9 야곱이 또 가로되 `나의 조부 아브라함의 하나님, 나의 아버지 이삭의 하나님, 여호와여! 주께서 전에 내게 명하시기를 네 고향 네 족속에게로 돌아가라 내가 네게 은혜를 베풀리라 하셨나이다
En Jakob sprak: O God van mijn vader Abraham en God van mijn vader Isaäk, Jahweh, die tot mij hebt gezegd: "Keer terug naar uw land en uw familie, en Ik zal u weldaden bewijzen!"

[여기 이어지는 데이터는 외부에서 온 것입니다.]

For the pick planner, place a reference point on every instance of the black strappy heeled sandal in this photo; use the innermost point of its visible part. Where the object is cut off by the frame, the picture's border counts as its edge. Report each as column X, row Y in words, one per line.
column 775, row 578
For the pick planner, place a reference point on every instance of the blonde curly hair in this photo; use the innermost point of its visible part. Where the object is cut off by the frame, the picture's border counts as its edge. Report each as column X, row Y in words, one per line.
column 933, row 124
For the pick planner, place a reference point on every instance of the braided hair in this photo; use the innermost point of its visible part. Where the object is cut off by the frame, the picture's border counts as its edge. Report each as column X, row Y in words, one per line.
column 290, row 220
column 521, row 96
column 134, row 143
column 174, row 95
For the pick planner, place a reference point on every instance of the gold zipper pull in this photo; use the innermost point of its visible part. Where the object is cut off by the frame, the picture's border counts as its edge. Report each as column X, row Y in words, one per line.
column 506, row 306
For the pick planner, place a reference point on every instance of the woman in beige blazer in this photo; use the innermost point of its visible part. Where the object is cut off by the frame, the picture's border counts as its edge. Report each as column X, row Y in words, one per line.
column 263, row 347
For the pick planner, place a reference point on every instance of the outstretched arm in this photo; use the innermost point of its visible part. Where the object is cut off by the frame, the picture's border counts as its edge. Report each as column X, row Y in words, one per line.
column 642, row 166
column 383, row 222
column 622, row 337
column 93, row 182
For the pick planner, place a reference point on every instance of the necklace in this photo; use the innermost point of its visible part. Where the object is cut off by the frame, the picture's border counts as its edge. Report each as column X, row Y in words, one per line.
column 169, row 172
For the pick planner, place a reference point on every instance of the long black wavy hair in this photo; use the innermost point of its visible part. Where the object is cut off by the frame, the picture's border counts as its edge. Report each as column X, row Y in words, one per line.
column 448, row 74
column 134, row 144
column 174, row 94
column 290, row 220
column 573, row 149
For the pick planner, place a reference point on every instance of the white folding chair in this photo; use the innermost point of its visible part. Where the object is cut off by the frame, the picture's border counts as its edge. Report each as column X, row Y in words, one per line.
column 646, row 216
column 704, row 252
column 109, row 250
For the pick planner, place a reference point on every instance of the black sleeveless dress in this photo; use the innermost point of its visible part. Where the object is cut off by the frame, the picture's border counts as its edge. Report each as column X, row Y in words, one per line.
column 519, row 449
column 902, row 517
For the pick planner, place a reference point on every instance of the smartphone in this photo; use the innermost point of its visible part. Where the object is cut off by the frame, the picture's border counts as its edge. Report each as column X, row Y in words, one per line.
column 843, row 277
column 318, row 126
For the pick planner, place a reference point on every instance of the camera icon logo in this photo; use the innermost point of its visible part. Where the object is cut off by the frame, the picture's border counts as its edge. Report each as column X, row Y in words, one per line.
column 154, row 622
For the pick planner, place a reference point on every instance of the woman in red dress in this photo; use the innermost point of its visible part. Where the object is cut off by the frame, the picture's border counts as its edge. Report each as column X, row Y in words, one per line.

10 나는 주께서 주의 종에게 베푸신 모든 은총과 모든 진리를 조금이라도 감당할 수 없사오나 내가 내 지팡이만 가지고 이 요단을 건넜더니 지금은 두 떼나 이루었나이다
Ik ben alle weldaden en goedheid niet waardig, die Gij uw dienaar hebt willen bewijzen; want alleen met mijn stok trok ik over deze Jordaan, en nu bezit ik twee legerscharen.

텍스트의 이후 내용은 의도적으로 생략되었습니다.